Under both scenarios, meteorological conditions influencing the lake are projected to change. Notably, wind speeds would decrease by 7-10 percent, and air temperatures would increase by 2.5-4 degrees Celsius. These warmer, less windy conditions across the lake will extend and magnify the warming and stratification trends that we are already seeing.

As the lake remains stratified for longer periods each year and less overturning occurs, dissolved oxygen levels at the bottom will decline. Under these conditions, nutrients stored in the lake bed will be released to the water through chemical reactions that occur in low-oxygen environments. This new source of nutrients, known as internal loading, will further contribute to the process of climatic eutrophication.

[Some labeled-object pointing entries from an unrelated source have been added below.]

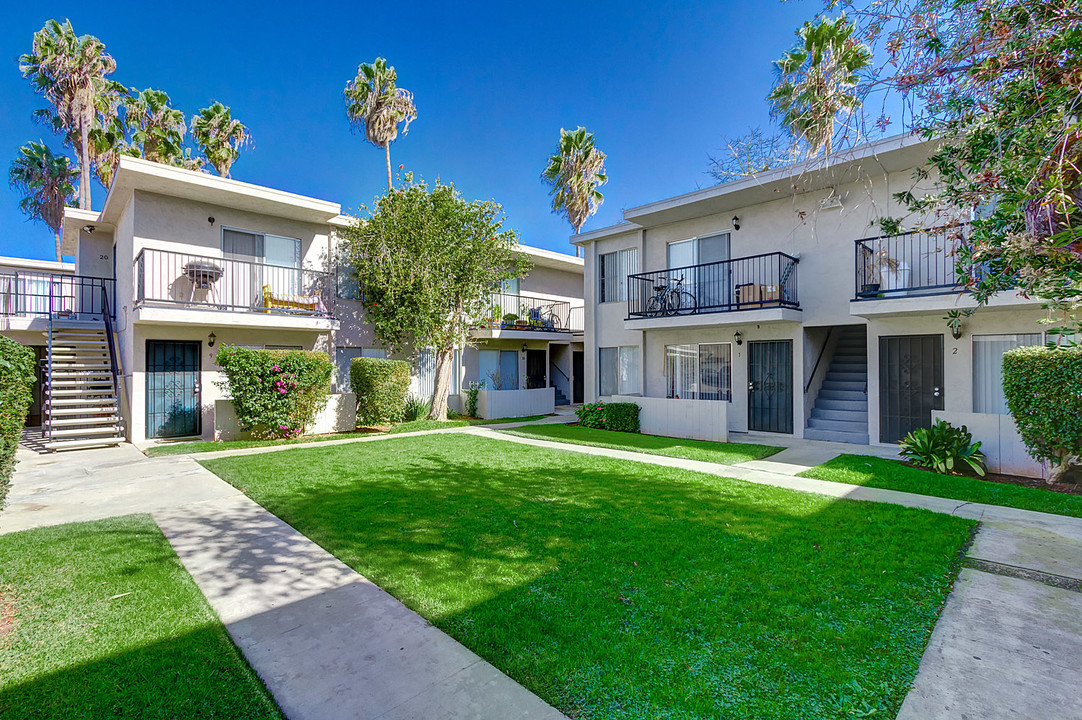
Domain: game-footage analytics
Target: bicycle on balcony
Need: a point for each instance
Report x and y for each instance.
(670, 298)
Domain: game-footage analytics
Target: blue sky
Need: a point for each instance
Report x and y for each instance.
(658, 83)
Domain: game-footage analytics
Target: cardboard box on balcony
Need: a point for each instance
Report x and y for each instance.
(757, 295)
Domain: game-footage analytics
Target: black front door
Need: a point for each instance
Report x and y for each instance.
(911, 383)
(172, 389)
(578, 372)
(770, 385)
(536, 370)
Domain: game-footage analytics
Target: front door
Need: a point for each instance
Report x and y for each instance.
(911, 383)
(770, 385)
(172, 389)
(536, 370)
(578, 371)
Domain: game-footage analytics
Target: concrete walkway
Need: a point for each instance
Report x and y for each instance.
(326, 641)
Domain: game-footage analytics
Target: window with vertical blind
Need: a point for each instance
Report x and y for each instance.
(618, 371)
(612, 271)
(699, 371)
(988, 368)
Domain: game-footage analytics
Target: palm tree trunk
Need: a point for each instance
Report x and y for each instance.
(387, 148)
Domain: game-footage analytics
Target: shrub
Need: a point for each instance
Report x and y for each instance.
(16, 390)
(276, 393)
(1043, 387)
(417, 408)
(472, 391)
(622, 417)
(944, 447)
(381, 387)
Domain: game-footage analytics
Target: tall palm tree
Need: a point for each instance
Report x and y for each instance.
(373, 101)
(45, 182)
(575, 172)
(70, 72)
(816, 81)
(220, 136)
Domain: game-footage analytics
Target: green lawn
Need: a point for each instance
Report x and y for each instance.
(214, 446)
(894, 475)
(619, 589)
(104, 622)
(674, 447)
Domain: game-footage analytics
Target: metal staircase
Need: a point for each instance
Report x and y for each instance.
(80, 397)
(840, 413)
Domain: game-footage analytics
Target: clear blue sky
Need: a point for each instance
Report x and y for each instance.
(658, 83)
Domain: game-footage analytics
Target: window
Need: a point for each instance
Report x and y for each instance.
(988, 368)
(612, 271)
(699, 371)
(343, 357)
(618, 370)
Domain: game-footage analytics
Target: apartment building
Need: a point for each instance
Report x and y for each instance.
(177, 263)
(775, 300)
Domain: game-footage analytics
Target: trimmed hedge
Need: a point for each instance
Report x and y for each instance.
(1043, 387)
(16, 391)
(276, 393)
(622, 417)
(381, 387)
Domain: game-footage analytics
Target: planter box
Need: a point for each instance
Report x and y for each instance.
(339, 416)
(515, 403)
(693, 419)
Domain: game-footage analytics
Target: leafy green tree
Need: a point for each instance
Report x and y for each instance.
(816, 81)
(220, 136)
(576, 170)
(70, 72)
(45, 182)
(429, 263)
(374, 102)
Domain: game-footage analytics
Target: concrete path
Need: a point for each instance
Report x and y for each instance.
(326, 641)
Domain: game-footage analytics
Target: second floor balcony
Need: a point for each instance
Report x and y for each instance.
(169, 279)
(742, 284)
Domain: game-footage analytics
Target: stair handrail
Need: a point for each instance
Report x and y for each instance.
(113, 353)
(818, 360)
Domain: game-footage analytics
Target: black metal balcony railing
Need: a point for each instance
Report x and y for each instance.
(913, 263)
(526, 313)
(163, 277)
(765, 280)
(44, 295)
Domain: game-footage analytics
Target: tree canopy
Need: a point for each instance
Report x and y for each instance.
(427, 262)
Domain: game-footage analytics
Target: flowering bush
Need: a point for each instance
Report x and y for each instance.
(276, 393)
(622, 417)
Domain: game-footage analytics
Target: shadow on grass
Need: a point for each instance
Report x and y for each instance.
(619, 589)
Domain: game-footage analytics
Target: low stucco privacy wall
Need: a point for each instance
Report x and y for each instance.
(1000, 442)
(693, 419)
(339, 416)
(515, 403)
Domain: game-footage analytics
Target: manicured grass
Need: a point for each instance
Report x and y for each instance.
(619, 589)
(674, 447)
(214, 446)
(104, 622)
(894, 475)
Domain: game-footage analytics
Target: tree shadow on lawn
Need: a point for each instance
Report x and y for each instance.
(620, 589)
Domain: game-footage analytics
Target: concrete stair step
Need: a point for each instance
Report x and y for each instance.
(89, 442)
(835, 436)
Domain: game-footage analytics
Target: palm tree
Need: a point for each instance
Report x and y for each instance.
(816, 81)
(70, 72)
(220, 136)
(372, 100)
(45, 182)
(575, 172)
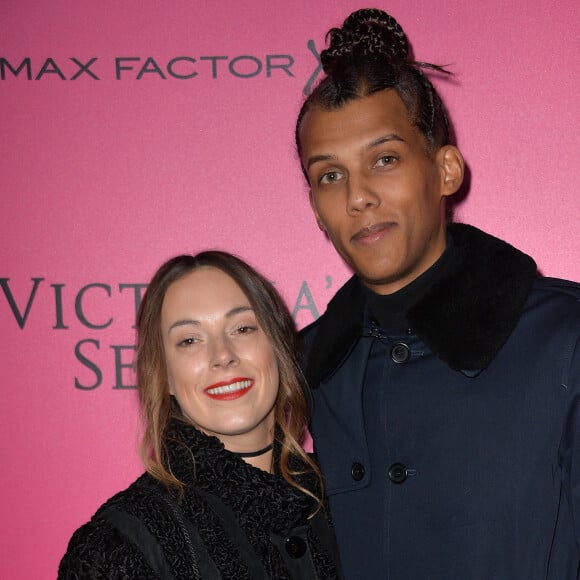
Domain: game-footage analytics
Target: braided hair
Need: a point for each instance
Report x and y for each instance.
(370, 53)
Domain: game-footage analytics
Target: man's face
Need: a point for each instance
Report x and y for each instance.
(376, 190)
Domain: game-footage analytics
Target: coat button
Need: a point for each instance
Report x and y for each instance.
(295, 546)
(397, 473)
(357, 471)
(400, 353)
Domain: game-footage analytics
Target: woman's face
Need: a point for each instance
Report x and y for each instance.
(221, 367)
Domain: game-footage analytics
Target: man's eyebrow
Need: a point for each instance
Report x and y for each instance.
(371, 145)
(384, 139)
(191, 321)
(317, 158)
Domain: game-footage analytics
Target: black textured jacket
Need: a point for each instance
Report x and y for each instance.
(234, 522)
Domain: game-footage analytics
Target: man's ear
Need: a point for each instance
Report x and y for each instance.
(315, 210)
(452, 169)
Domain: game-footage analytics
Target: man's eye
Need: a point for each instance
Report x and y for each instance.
(330, 177)
(385, 160)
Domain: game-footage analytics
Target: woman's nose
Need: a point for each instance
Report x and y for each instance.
(222, 353)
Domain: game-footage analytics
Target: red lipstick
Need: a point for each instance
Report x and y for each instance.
(229, 390)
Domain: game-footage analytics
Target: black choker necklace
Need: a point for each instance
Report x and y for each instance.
(254, 453)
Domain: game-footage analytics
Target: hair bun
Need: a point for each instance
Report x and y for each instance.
(366, 33)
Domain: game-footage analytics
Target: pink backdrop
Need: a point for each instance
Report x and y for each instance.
(178, 136)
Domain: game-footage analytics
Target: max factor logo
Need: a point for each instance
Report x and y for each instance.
(137, 68)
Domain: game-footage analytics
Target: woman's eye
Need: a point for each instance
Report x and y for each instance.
(246, 329)
(385, 160)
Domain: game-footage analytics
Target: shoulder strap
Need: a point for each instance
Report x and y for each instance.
(237, 534)
(134, 529)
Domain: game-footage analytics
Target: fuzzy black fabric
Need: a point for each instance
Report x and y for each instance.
(465, 318)
(263, 504)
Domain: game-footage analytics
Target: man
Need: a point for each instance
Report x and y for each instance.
(446, 372)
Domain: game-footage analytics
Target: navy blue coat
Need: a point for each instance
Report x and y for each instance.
(453, 452)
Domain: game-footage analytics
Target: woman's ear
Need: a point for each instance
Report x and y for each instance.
(452, 169)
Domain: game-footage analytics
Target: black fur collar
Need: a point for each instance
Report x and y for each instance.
(465, 318)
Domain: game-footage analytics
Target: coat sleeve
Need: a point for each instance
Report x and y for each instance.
(97, 551)
(570, 442)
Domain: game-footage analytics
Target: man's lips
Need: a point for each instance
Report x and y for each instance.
(228, 390)
(372, 233)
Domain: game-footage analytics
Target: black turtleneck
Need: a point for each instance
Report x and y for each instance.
(390, 310)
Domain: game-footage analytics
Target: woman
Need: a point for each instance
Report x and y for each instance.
(229, 492)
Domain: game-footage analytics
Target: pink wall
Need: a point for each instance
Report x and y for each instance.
(101, 180)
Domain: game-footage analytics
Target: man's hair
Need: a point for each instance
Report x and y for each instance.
(370, 53)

Although all lakes are unique ecosystems, this process could also occur in other deep-lake settings around the world, such as Japan’s Lake Biwa or Lake Baikal in southeastern Siberia. Climate change is already shortening the periods each year when many temperate and polar lakes are covered with ice. As water temperatures rise in the upper layers of deep lakes, they will remain stratified for more of the year and will be less subject to mixing. Less dissolved oxygen will be returned to deep waters, which will stress fish populations.

Ice melting on Lake Baikal in Siberia, which contains 20 percent of the fresh water on Earth’s surface. NASA Earth Observatory

And unlike cultural eutrophication, climatic eutrophication could affect entire watersheds or regions, since it is driven by climatic influences rather than by discharges of nutrients into a lake from farms or cities.

Climatic eutrophication has serious implications for long-term water supplies and aquatic ecosystem health around the world. To recognize and track it, we need to identify lakes in North America and around the world that could be at high risk.

In areas where scientists and regulators are working to reduce conventional eutrophication, these experts will also need to factor the possibility of climate-forced eutrophication into their strategies. The first step is to support more monitoring of lakes’ physics and chemistry so that we can recognize, track and predict climatic eutrophication of our lakes and reservoirs.